C’est un des secrets les moins bien gardés de Québec : la série Croissants musique du Grand Théâtre de Québec permet de découvrir de nombreux.ses artistes émergent.es à une heure où plusieurs d’entre nous dorment encore après un samedi passé dans une salle sombre à rocker nos vies.
Le 4 février dernier, c’est avec l’artiste multidisciplinaire de Mashteuiatsh Soleil Launière que votre pas très humble serviteur et sa copine pekuakamilnu avaient rendez-vous. Une date qu’on ne voulait surtout pas manquer, car « Taueu », l’album de Soleil paru en 2023, a figuré dans notre palmarès des albums préférés de l’année.
On arrive donc tôt, question d’avoir une bonne place, mais la route du foyer de la salle Louis-Fréchette nous est encore bloqué parce que les tests de son ne sont pas encore terminés. Le temps passe… et passe… on finit par nous avertir qu’en raison de problèmes techniques, on doit commencer un peu plus tard.
Lorsque le gérant des salles du Grand Théâtre nous laisse enfin entrer, on comprend assez vite ce qui s’est passé : au lieu de ses claviers habituels, Chloé Lacasse (une des deux claviéristes et choristes du band) doit jouer sur un piano à queue. Ah, l’électronique!
Le spectacle a donc dû être adapté à cette nouvelle réalité, une formule presque acoustique qui n’a jamais été… pratiquée! On nous demande donc d’être indulgent.es, une demande superflue, vu la qualité du spectacle qu’on a eu.
Soleil et ses musicien.nes (Chloé Lacasse – piano et voix – Geneviève Toupin – claviers, guitare acoustique et voix – et Vincent Carré – percussions, qui ensemblent forment la formation Willows, ainsi que Simon Walls aux diverses guitares) arrivent et se lancent sans trop attendre avec Pimiteu, la même pièce qui ouvre l’album de belle façon.
Ce « chant autochtone » (terme galvaudé s’il en est un) ne sera pas tout à fait la norme en cette matinée, car même si l’autrice-compositrice chante une grande partie de ses chansons en innu-aimun, elle semble avoir un faible pour les sonorités pop et soul. Sous cette formule un peu particulière, des pièces comme Two Spirit se transforment en morceaux un brin jazz, et c’est vraiment intéressant, surtout quand on a déjà vu le spectacle normal…
Pendant que Vincent Carré tape sur ses peaux comme si sa vie en dépendait, Simon Walls caresse tendrement sa guitare ou sa lap-steel.
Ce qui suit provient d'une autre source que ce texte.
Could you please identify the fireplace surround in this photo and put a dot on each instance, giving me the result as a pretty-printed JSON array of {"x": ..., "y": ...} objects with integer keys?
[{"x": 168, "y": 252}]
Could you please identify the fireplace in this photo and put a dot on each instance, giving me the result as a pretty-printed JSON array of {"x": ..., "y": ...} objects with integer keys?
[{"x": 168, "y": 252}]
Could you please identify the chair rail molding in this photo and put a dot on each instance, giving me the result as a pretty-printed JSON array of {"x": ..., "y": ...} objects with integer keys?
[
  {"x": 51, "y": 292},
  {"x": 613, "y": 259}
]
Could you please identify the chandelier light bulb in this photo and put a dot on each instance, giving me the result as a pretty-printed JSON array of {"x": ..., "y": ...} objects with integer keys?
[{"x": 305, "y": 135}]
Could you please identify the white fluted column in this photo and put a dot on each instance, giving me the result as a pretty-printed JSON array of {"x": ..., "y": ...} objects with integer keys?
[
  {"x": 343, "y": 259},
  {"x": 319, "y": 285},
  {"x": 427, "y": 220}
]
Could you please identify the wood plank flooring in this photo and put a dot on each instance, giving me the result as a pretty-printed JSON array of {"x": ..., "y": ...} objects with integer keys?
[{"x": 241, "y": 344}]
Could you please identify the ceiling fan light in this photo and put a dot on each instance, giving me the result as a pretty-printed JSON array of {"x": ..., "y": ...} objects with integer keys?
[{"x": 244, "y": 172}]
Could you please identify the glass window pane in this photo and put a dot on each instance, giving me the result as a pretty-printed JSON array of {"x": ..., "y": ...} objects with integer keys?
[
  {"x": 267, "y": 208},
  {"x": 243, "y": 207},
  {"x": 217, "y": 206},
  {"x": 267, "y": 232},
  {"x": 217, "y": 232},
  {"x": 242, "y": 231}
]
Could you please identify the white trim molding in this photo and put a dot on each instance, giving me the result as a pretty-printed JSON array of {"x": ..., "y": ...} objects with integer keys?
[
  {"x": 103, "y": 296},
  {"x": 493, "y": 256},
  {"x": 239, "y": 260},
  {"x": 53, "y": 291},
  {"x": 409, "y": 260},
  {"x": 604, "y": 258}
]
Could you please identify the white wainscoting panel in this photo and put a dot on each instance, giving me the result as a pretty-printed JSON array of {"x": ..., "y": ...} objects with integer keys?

De leur côté, Geneviève Toupin, habituée d’être drette en face de Chloé Lacasse, regarde un peu moins que d’habitude dans sa direction (ce qui est tout à fait compréhensible – la pianiste se concentrait sur ses partitions – mais on a quand même eu un beau moment piano à quatre mains). Pendant ce temps, Soleil Launière chante, danse, sourit, se laisse prendre par cette ambiance particulère. C’est vraiment beau à voir.
Sincèrement, si on nous avait rien dit à part un laconique « hey, on essaie une nouvelle formule ce midi », on n’aurait jamais cru qu’il avait fallu se revirer sur un dix cennes et que ce show-là n’avait jamais été pratiqué! Même que si les artistes voulaient un jour donner un deuxième souffle à cette tournée, cette formule irait de soi (on vous avertit toutefois, pensez pas qu’il y a un piano à queue au QG du Phoque OFF pour le cocktail d’ouverture, gang!). Ça témoigne de leur grand talent et de leur expérience.
Pendant près d’une heure, on s’est fait bercer par des musiques qui nous rappelaient tantôt la grande ville, tantôt le majestueux Pekuakami. C’est d’ailleurs le titre de la dernière pièce, qui parle avec amour de ce que les allochtones appellent le Lac Saint-Jean. Copinette à côté de moi serrait ma main très fort, c’est rare qu’on chante ses racines de si belle façon. Pis j’vous avoue que cette pièce aux accents folk donne le goût de brailler, même si vous en comprenez pas un mot.
Somme toute, c’était une maudite belle matinée. Comme on l’a mentionné un peu plus haut, on a une nouvelle date avec Soleil et ses acolytes pendant le Phoque OFF (mais si vous n’êtes pas un.e professionnel.le de l’industrie, malheureusement, vous ne pourrez pas y assister), et j’ai tout à coup encore plus hâte. Ne serait-ce que parce que je vais voir deux shows différents en une dizaine de jours.